We developed an auditory-motor experimental procedure that allowed investigating neural underpinning of word meaning acquisition by way of associative "trial-and-error" learning that mimics important aspects of natural word learning. Participants were presented with eight pseudowords; four of them were assigned to specific body part movements during the course of learning – through commencing actions by one of participant’s left or right extremities and receiving a feedback. The other four pseudowords did not require actions and were used as controls. Magnetoencephalogram was recorded during passive listening of the pseudowords before and after learning. The cortical sources of the magnetic evoked responses were reconstructed using distributed source modeling.
We found a significant effect in the middle part of the STS/STG that mostly includes the auditory parabelt areas responsible for spectrotemporal analysis and initial steps of word recognition. Processing of new words also activated the posterior opercular part of the inferior frontal gyrus that is involved in subvocal rehearsal and articulatory coding of the perceived speech sounds, this fact emphasizing the role of articulatory sensory-motor experience in acquisition of word meaning. Our analysis did not reveal significant effects in the temporal pole or in the temporoparietal regions.
Juxtaposition of our findings with the current body of literature may imply that rooting the word meaning into one's sensory-motor experience is an initial stage, which is prerequisite but not sufficient for its embedding into the full associative structure of semantic memory.
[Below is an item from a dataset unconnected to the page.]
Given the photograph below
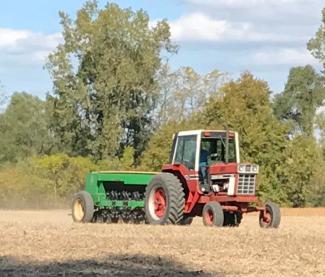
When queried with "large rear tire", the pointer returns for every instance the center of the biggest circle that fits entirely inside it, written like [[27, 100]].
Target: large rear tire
[[271, 218], [164, 200], [82, 207]]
Taken together, our findings show that learning of novel word meaning through word-action association selectively increased neural specificity for these words in the auditory areas responsible for spectrotemporal analysis, as well as in articulatory areas, both located in the left hemisphere. The extent of neural changes was linked to the degree of language learning, specifically implicating the physiological contribution of the left perisylvian cortex in the learning success.